Der Zahori blickte zum Dorf, das sie fast erreicht hatten, dann zum Wald hinter dem Fluss. So gern er die schöne Domna weiter begleiten wollte, der Ruf seines Herrn, den er seit ihrer Heilung noch lauter hörte, zog ihn fort in eine andere Richtung. Er würde die Capitana aufsuchen und ihr berichten. Und dann weitergehen ins Unbekannte.

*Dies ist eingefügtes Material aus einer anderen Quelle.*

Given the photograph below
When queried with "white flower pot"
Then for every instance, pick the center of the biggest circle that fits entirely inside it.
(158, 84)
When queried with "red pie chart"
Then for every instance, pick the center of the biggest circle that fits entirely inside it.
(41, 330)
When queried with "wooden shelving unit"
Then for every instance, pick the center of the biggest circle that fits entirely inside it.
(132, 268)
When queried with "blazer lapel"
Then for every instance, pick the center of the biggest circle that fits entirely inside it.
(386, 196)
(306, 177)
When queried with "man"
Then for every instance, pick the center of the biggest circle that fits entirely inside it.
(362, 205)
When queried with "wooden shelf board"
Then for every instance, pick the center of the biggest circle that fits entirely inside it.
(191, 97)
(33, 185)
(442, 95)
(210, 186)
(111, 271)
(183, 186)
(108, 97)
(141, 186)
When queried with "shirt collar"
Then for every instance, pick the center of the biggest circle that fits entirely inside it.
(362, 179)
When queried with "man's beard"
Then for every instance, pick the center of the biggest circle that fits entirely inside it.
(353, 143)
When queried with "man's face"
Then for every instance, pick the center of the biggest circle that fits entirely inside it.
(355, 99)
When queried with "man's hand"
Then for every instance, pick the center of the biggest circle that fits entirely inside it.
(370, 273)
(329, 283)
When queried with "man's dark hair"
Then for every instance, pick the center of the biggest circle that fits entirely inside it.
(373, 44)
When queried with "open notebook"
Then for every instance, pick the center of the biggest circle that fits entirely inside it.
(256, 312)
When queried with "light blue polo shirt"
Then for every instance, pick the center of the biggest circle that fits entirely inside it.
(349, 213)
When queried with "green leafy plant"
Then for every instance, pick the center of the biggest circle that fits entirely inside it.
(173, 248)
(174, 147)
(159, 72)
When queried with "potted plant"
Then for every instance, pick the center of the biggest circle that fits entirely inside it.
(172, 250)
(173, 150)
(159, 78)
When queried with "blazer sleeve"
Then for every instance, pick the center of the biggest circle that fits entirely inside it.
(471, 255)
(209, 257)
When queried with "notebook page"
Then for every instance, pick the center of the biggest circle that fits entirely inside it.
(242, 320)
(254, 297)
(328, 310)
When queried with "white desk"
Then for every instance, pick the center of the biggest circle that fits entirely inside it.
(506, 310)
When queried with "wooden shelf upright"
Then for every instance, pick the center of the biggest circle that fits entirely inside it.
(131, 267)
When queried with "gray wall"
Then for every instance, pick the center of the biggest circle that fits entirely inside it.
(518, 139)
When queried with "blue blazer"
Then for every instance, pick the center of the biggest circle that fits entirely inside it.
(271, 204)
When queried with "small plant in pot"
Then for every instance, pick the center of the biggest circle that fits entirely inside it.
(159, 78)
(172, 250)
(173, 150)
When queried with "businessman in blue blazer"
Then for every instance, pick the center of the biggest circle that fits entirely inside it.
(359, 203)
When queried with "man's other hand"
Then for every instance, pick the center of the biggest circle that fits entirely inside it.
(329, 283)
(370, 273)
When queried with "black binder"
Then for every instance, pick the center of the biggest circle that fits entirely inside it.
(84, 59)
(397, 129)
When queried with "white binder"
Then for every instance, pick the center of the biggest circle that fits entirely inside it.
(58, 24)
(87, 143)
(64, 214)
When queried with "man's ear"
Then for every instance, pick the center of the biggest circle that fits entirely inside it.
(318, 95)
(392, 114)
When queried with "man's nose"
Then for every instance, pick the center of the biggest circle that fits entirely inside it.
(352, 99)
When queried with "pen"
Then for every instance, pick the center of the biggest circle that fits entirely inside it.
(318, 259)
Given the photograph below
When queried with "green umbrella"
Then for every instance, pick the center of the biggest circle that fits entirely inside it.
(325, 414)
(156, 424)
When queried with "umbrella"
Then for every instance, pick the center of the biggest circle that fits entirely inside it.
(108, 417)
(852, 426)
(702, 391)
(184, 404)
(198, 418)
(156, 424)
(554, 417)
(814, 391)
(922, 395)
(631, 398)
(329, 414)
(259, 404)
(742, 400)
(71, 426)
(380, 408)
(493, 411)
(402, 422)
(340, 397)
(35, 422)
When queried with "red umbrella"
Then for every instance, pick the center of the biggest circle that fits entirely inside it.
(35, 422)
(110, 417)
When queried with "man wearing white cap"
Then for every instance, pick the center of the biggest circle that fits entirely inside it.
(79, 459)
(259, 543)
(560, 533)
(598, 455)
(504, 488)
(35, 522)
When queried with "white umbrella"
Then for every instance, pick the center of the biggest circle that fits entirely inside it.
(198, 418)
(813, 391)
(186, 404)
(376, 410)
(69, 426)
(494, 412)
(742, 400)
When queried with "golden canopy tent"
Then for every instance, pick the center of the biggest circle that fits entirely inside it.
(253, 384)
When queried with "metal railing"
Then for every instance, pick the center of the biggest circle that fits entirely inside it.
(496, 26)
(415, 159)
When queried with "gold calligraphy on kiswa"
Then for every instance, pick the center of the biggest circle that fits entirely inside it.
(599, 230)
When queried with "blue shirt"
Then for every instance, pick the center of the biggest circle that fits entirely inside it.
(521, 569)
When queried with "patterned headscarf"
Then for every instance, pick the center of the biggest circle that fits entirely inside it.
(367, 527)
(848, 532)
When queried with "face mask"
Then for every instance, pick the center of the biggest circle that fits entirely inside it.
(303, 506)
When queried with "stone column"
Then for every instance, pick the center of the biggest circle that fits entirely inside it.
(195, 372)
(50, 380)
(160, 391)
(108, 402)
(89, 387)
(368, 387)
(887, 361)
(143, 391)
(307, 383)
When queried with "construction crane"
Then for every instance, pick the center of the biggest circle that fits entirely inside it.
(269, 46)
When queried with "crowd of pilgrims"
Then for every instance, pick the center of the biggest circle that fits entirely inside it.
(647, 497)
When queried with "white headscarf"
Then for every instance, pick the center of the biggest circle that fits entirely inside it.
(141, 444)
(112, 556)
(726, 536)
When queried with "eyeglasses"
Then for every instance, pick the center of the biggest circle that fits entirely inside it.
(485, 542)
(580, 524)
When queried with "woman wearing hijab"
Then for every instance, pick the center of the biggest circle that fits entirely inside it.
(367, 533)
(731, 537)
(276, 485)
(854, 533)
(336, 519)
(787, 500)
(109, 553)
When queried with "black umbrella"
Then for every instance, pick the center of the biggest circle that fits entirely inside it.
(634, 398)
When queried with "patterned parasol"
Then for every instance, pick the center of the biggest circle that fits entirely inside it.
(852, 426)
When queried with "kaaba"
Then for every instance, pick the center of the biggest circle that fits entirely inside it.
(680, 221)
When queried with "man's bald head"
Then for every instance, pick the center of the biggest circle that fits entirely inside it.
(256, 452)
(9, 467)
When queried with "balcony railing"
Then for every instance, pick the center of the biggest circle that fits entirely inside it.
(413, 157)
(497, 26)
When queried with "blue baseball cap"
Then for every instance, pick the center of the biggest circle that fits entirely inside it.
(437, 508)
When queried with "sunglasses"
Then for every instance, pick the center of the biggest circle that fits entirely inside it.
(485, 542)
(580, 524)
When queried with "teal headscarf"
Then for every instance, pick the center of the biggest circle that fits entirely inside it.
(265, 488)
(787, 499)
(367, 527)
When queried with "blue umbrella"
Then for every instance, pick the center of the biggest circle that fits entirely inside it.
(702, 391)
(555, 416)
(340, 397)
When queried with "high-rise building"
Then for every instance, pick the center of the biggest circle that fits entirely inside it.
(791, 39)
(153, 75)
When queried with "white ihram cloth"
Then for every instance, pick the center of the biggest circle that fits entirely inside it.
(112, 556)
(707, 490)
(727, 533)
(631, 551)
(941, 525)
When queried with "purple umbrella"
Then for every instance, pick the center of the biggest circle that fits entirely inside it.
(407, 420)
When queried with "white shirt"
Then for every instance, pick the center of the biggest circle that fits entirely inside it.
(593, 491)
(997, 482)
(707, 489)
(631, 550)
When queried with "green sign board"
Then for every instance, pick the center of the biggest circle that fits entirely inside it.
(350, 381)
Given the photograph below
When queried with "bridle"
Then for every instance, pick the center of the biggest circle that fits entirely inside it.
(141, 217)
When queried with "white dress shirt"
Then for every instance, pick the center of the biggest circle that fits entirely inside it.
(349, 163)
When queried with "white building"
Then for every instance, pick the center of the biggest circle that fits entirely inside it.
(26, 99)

“Wenn Ihr mich entschuldigt, Hochgeboren, dann werde ich Euch nun den Rest des Weges allein gehen lassen. Doch erlaubt mir noch eine letzte Frage: Welcher Lamento gefällt Euch am besten?”
"Die Wahl des Tanzes sagt viel über den Tänzer aus. Also wählt gut!" Damit ließ Richeza ihr Pferd antraben.
Damit hatte sie wohl recht. Lächelnd rief er ihr hinterher: “Und was fürchtet Ihr, würde Eure Wahl mir über Euch verraten, schönste Domna, dass Ihr mir die Antwort schuldig bleibt?”
Eine Weile blickte er ihr noch immer lächelnd hinterher, dann drehte er sich um und ging die Ode an die Sonne vor sich hin summend los, Aveshas Willen folgend.